La recette, entièrement par API : GET /user/tokens/permission_groups pour les IDs, POST /user/tokens avec des policies account+user, validation wrangler deploy --dry-run en local, puis seulement bascule du CI. L’ancienne clé reste en secret GitHub comme rollback documenté — on supprime les filets après les avoir remplacés, pas avant.

F-004 et F-006 — Les petites fuites

  • Les handlers d’API renvoyaient e.message brut au client en cas d’erreur — un détail d’implémentation qui peut exposer chemins, structure ou versions. Remplacé par un message générique côté client, le détail partant dans console.error côté Worker.
  • Le flag du door game WOPR — un défi de prompt injection volontaire — était commité en clair dans le repo… qui a un miroir public GitHub. Un CTF dont la solution est dans le code source n’est plus un CTF. Le flag vit désormais dans un secret Worker, et sa valeur a été rotée.

F-007 — Le risque accepté qui cachait un vrai trou

Le finding pointait script-src 'unsafe-inline' dans la CSP — réel, mais accepté : Astro inline ses scripts, le site n’a aucun sink XSS (que du textContent), et le coût des nonces ne se justifie pas aujourd’hui. Dossier classé, documenté.

Sauf qu’en vérifiant cette CSP s’appliquait, surprise : le fichier _headers de Cloudflare ne couvre que les assets statiques. Les routes rendues par le Worker — toutes les API — sortaient sans aucun header de sécurité. Pas de CSP, pas de HSTS, rien. Le fix est un middleware Astro de quinze lignes qui pose CSP/HSTS/nosniff/X-Frame-Options/Referrer-Policy sur tout ce que le Worker rend. Vérifié en local (wrangler dev), puis en production.
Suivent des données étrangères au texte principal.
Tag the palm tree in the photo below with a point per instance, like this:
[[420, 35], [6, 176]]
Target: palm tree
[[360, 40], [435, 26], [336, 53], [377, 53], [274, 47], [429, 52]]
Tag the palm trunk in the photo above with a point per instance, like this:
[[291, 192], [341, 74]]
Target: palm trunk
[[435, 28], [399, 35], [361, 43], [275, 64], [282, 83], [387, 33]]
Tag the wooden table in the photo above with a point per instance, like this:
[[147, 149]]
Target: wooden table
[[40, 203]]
C’est peut-être la meilleure leçon de l’audit : le finding « accepté » a payé quand même, parce que le travail de vérification a regardé là où personne ne regardait.
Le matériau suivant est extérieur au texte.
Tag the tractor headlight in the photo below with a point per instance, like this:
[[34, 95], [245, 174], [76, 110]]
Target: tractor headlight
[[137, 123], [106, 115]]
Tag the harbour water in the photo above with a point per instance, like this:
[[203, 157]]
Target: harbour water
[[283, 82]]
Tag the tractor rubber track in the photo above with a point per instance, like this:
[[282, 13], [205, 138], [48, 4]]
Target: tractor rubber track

Ce que l’audit n’a pas trouvé

Un audit honnête liste aussi le négatif : pas de XSS (aucun innerHTML sur entrée utilisateur), pas d’injection SQL (D1 systématiquement via .bind()), pas de secret hardcodé dans le code applicatif, tokens de build absents du bundle client. Les fondations tenaient ; les findings étaient dans les coutures — le rate-limit, le CI, les en-têtes des chemins secondaires.

Les leçons

  1. Un compteur lire-décider-écrire n’est pas un rate-limit. Sur une plateforme à cohérence éventuelle, c’est une suggestion. Utiliser les primitives atomiques de la plateforme.
  2. Le moindre privilège se prouve par l’échec : créer le token minimal, regarder ce qui casse (10023), ajouter la permission exacte, recommencer. Et documenter la recette — la première erreur de diagnostic nous a coûté deux mois de Global Key.
  3. Vérifier le périmètre d’application d’un contrôle, pas seulement son contenu. Notre CSP était correcte… sur la moitié des réponses du site.
  4. S’auditer soi-même fonctionne si la méthodologie vient d’ailleurs. Chaque finding était une décision que j’avais prise et que je trouvais raisonnable. Le harness n’avait pas mon attachement à mes propres choix.

Tout est corrigé, déployé, vérifié en production — c’est la condition pour publier ce billet. Le suivi vit dans les issues Forgejo du homelab, et le détail des correctifs dans l’historique public du repo.